Es ist für mich unverständlich, daß Einsparungen von zirka 458 Millionen Schilling bei den Sozialversicherungsträgern nicht schon längst genutzt wurden beziehungsweise werden, zumal die Krankenkassen enorme Defizite haben. In Ihren vorherigen Ausführungen, Herr Minister, haben Sie das selbst bestätigt. In Anbetracht dessen ist es für mich als Unternehmerin verwunderlich, daß man, obwohl es zum Beispiel in Luxemburg schon seit zehn Jahren die Chipkarte gibt, in Österreich nur mit Mühe daran geht, das überhaupt einzuführen, denn ein solches System wäre praktischer und viel kostengünstiger.

Herr Sozialminister Hums! Sie haben heute gesagt – Sie haben es auch im Sozialbericht geschrieben, und es steht auch im Ausschußbericht des Bundesrates über die soziale Lage –, daß die größte Herausforderung für die Zukunft für Österreich und für die EU darin besteht, die Sicherung der Vollbeschäftigung zu erreichen. In Anbetracht dessen sind gerade wir als Gesetzgeber verpflichtet, dementsprechend wirtschaftliche Rahmenbedingungen zu schaffen.
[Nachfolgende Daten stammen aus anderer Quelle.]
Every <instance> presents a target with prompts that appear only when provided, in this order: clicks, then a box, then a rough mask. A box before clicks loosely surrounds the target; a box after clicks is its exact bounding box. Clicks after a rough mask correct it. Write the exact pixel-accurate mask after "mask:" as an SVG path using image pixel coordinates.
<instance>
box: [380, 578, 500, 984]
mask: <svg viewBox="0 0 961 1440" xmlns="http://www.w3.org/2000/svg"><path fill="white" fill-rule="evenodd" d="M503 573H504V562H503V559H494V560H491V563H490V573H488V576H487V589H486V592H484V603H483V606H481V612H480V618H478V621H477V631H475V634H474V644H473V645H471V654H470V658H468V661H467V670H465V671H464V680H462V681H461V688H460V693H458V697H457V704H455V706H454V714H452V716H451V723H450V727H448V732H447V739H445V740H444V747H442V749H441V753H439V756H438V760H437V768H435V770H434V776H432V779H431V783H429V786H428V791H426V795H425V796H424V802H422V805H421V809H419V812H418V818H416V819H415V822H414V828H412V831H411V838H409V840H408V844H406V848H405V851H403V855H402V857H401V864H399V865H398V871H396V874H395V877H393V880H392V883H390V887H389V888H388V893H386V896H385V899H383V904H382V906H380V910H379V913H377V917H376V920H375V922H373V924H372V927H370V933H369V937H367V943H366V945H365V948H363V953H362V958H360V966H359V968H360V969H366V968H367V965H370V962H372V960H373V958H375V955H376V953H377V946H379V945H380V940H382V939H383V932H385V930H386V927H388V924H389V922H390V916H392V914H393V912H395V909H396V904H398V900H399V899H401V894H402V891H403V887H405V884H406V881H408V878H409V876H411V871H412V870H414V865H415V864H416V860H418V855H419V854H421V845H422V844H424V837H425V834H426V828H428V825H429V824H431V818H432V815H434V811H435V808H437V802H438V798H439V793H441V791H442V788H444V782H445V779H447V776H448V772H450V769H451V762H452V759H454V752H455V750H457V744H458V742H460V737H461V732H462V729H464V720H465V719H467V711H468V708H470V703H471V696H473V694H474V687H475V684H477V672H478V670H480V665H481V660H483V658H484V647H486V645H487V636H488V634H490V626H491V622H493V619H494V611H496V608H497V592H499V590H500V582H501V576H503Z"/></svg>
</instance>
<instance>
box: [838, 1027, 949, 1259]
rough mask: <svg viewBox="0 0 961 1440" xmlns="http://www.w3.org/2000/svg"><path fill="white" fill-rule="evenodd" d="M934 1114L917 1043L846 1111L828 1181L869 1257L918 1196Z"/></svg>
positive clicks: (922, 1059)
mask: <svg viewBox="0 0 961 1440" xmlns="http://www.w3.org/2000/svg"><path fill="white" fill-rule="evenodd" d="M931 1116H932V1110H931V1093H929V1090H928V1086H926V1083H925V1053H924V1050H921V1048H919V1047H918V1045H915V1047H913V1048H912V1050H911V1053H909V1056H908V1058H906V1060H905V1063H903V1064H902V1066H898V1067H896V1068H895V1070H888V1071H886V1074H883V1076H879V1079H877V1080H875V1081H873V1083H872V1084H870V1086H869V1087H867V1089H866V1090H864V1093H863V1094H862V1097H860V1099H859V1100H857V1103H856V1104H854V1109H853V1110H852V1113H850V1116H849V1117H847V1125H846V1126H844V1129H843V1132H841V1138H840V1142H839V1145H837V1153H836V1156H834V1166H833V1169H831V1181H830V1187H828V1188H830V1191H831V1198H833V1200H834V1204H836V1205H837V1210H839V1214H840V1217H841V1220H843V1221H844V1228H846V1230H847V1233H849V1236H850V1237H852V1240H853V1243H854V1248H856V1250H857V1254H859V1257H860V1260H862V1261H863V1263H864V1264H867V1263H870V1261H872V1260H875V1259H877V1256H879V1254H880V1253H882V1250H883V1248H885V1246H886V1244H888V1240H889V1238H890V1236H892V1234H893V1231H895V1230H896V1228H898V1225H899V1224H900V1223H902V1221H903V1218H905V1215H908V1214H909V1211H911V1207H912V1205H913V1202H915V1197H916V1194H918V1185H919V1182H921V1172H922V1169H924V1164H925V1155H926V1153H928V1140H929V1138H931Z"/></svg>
Das bedeutet für mich auch: nur soviel Staat wie unbedingt notwendig und so viel Freiheit für die Bevölkerung, aber auch für die Wirtschaft wie möglich. – Denn im Betrieb selbst kann am besten abgeschätzt werden, was wichtig und notwendig ist, um das Bestehen des Betriebs zu sichern. Das wissen die Arbeitgeber und auch die Arbeitnehmer, und die Praxis zeigt es.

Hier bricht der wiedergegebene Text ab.